When alliums like fresh garlic are chopped or crushed, it activates an enzyme called alliinase which converts alliin into allicin. This reaction is also (as you might have guessed) what strengthens the smell and causes you to “cry” when you’re chopping onions.
Allicin is, in simple terms, a miracle compound; it has antibacterial, antifungal, antiparasitic, and even antiviral properties. A few specifics:
- Allicin is able to target “bad guys” like E. coli (bacteria) and Candida albicans (fungi) which can otherwise dig in and resist all sorts of drugs.
- Allicin promotes the growth of healthy bacteria in the gut—and the alliums that contain it are often excellent sources of prebiotic fiber as well.
- Alliums are surprisingly good fighters of cancer, particularly gastric and prostate types. They detoxify carcinogens and slow tumor growth; they also contain a rich variety of flavonoid phytochemicals whose anti-inflammatory effects help to protect us from cancer in the first place. (The same flavonoids also appear to be beneficial for fighting off Alzheimer’s and heart disease.)
So if you love the smell of alliums cooking in your kitchen, go ahead and double down on ‘em! They’re even better for you than you thought. ?
Before we go, though, I want to share three allium pro tips from Dr. Will Bulsiewicz’s Fiber Fueled.
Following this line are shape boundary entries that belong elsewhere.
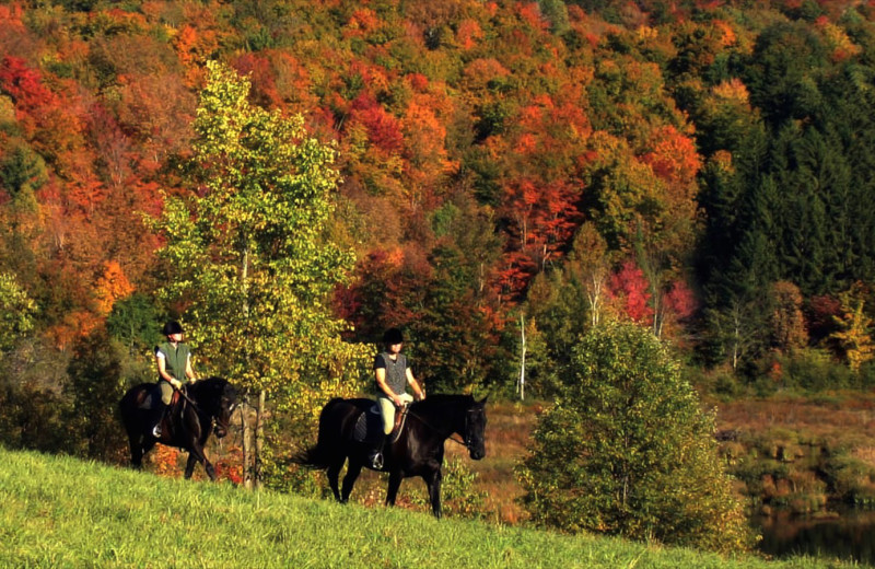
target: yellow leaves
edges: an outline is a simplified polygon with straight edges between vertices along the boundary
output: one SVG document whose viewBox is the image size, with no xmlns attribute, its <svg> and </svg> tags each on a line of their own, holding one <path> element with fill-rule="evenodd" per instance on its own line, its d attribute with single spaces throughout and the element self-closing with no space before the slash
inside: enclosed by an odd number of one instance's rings
<svg viewBox="0 0 875 569">
<path fill-rule="evenodd" d="M 872 318 L 863 311 L 865 302 L 859 284 L 839 294 L 839 301 L 842 314 L 832 317 L 839 329 L 830 338 L 838 340 L 851 371 L 858 372 L 863 363 L 872 360 L 875 352 L 875 345 L 870 336 Z"/>
</svg>

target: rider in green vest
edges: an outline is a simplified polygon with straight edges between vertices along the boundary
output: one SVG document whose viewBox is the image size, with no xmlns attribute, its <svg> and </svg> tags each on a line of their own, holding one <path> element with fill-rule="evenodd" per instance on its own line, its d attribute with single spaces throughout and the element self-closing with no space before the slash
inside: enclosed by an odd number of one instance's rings
<svg viewBox="0 0 875 569">
<path fill-rule="evenodd" d="M 401 353 L 402 344 L 404 336 L 401 330 L 389 328 L 383 335 L 385 350 L 374 358 L 376 402 L 380 406 L 380 415 L 383 417 L 383 432 L 377 433 L 368 460 L 371 462 L 371 467 L 377 471 L 383 467 L 383 445 L 386 442 L 386 437 L 395 426 L 395 409 L 413 400 L 413 397 L 407 393 L 407 386 L 409 385 L 413 390 L 417 399 L 422 400 L 425 398 L 425 390 L 413 378 L 410 362 Z"/>
<path fill-rule="evenodd" d="M 178 390 L 184 383 L 197 381 L 195 370 L 191 368 L 191 350 L 183 342 L 183 327 L 176 321 L 164 325 L 162 334 L 167 341 L 155 347 L 155 363 L 158 364 L 158 384 L 161 388 L 161 400 L 154 402 L 152 420 L 152 434 L 161 437 L 161 421 L 164 411 L 173 398 L 173 390 Z"/>
</svg>

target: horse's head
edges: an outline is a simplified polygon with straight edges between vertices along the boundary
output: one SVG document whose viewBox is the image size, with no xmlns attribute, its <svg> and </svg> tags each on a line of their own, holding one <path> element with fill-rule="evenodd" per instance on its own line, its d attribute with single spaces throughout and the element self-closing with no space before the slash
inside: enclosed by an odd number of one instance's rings
<svg viewBox="0 0 875 569">
<path fill-rule="evenodd" d="M 475 461 L 486 456 L 486 399 L 474 402 L 465 411 L 465 446 Z"/>
</svg>

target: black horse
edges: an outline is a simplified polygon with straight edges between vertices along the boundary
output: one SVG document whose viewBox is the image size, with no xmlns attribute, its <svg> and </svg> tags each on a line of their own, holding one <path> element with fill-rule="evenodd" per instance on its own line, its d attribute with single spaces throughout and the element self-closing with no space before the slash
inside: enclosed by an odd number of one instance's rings
<svg viewBox="0 0 875 569">
<path fill-rule="evenodd" d="M 161 396 L 155 384 L 141 383 L 128 390 L 118 404 L 121 421 L 128 431 L 131 464 L 136 468 L 142 467 L 143 455 L 160 442 L 188 451 L 186 478 L 191 477 L 195 463 L 199 462 L 210 479 L 215 480 L 215 469 L 207 460 L 203 445 L 210 431 L 220 439 L 228 434 L 231 414 L 237 402 L 234 386 L 221 378 L 184 385 L 178 400 L 167 408 L 160 439 L 152 436 L 152 425 L 148 423 L 150 411 L 142 408 L 143 402 L 150 396 Z"/>
<path fill-rule="evenodd" d="M 362 413 L 374 405 L 372 399 L 335 398 L 319 415 L 316 445 L 299 454 L 293 462 L 314 468 L 327 468 L 328 484 L 338 501 L 346 503 L 355 479 L 368 461 L 369 448 L 353 440 L 355 422 Z M 383 450 L 383 472 L 389 473 L 386 504 L 394 506 L 401 479 L 421 476 L 429 488 L 432 512 L 441 516 L 441 466 L 444 441 L 453 434 L 462 437 L 459 444 L 470 457 L 486 456 L 486 398 L 477 402 L 470 395 L 432 395 L 410 405 L 400 436 L 389 437 Z M 455 440 L 455 439 L 453 439 Z M 338 477 L 349 458 L 343 490 L 338 490 Z"/>
</svg>

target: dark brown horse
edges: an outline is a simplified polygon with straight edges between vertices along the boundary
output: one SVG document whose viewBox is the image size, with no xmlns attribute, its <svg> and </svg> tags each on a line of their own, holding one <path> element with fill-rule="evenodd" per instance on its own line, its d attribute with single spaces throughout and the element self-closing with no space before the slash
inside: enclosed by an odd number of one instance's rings
<svg viewBox="0 0 875 569">
<path fill-rule="evenodd" d="M 141 383 L 131 387 L 121 397 L 119 410 L 121 421 L 128 431 L 130 442 L 130 462 L 136 468 L 142 466 L 143 455 L 152 450 L 156 442 L 168 446 L 177 446 L 188 451 L 188 463 L 185 477 L 190 478 L 195 464 L 200 463 L 211 480 L 215 480 L 215 469 L 207 455 L 203 445 L 214 432 L 218 438 L 228 434 L 231 414 L 237 402 L 234 386 L 221 378 L 210 378 L 183 386 L 180 397 L 171 404 L 164 419 L 160 439 L 152 436 L 148 409 L 142 408 L 148 397 L 160 397 L 154 383 Z"/>
<path fill-rule="evenodd" d="M 366 443 L 358 442 L 353 431 L 359 417 L 374 405 L 372 399 L 331 399 L 319 415 L 316 445 L 295 456 L 298 464 L 327 469 L 328 484 L 335 498 L 347 502 L 362 467 L 369 466 Z M 432 512 L 441 516 L 441 466 L 444 442 L 458 434 L 457 442 L 468 449 L 470 457 L 486 456 L 486 398 L 477 402 L 470 395 L 432 395 L 413 403 L 397 440 L 389 437 L 383 450 L 382 471 L 389 473 L 386 504 L 394 506 L 401 479 L 421 476 L 429 489 Z M 453 439 L 455 440 L 455 439 Z M 342 491 L 338 477 L 349 458 Z"/>
</svg>

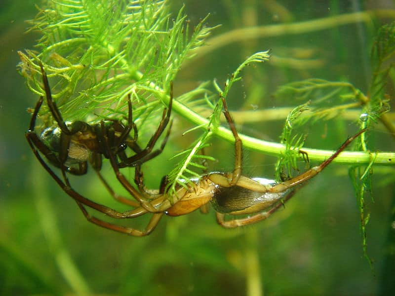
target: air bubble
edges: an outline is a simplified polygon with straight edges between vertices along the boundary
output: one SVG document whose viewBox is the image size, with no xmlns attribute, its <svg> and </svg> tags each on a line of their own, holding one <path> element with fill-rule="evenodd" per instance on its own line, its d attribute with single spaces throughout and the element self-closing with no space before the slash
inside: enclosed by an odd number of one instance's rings
<svg viewBox="0 0 395 296">
<path fill-rule="evenodd" d="M 359 115 L 359 120 L 363 122 L 366 122 L 367 121 L 368 116 L 367 113 L 362 113 Z"/>
</svg>

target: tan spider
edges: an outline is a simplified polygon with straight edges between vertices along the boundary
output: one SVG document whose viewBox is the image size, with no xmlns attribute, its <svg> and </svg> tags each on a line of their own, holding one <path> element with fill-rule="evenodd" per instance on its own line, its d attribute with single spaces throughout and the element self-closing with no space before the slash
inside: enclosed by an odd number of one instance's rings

I don’t usually like the term “hacks” (and I even hesitated to use the term “pro tips”), but for once I think these are unique and compelling enough to count!
- If you want to slow the reaction that causes you to cry when chopping an onion, stick it in the freezer for five minutes and get it cold first.
- Remember, the “miracle compound” allicin is created by a chemical reaction that only starts when you chop or crush your alliums—so to maximize the amount of allicin, you have to allow that reaction to finish. How? You CHOP and then you STOP for ten minutes before cooking.
- Raw garlic can fight the common cold (and this conclusion is supported by a placebo-controlled study)! At the first sign of a sore throat, cut 2-4 cloves of garlic into pill-sized pieces, then wait 10 minutes (for the allicin) and swallow the pieces whole. Do this daily until the cold is gone and it will probably be gone a lot faster!
The Blue Zones American Kitchen is available now! If you haven’t ordered your copy yet, you can do so from any retailer where books are sold. Each week, we’re celebrating some of the incredible chefs who have shared their brilliance with us in this lost American Diet of Longevity.
Tess Villegas-Rumley is the chef and owner of Barefoot Zone in Kona, Hawaii. She’s here to transform lives through food by teaching others to eat healthy—all in the aloha spirit.
What does that mean? Among other things, it means that her dishes are 100% plant-based, and she offers weekly Facebook and Instagram live cooking shows as full of energy as they are good flavors.
She shared her recipes for Hawaiian Fern Salad and Hawaiian Fresh Fruit Tacos with me in The Blue Zones American Kitchen.
My friend Toni from Plant-Based on a Budget has a new cookbook out now called Plant-Based on a Budget: Quick & Easy and it’s a wonderful kitchen staple for anyone with limited time and money who’s trying to eat well. Today she’s sharing one of her upcoming recipes with us that I highly suggest you check out!
Cinnamon Spiced Nuts
1 1/2 cups your choice raw nuts (pecans, almonds, walnuts, etc.)
1 1/2 tablespoons maple syrup
1 teaspoon ground cinnamon
Preheat the oven to 300 degrees. Line a rimmed baking sheet with parchment paper or a silicone mat.
In a medium bowl, stir together the nuts, maple syrup, and cinnamon until thoroughly combined.
Spread out the nuts in a single layer on the prepared baking sheet. Bake for 10 minutes, or until lightly browned. Let the nuts cool on the baking sheet.
Store in an airtight container at room temperature for up to 1 month.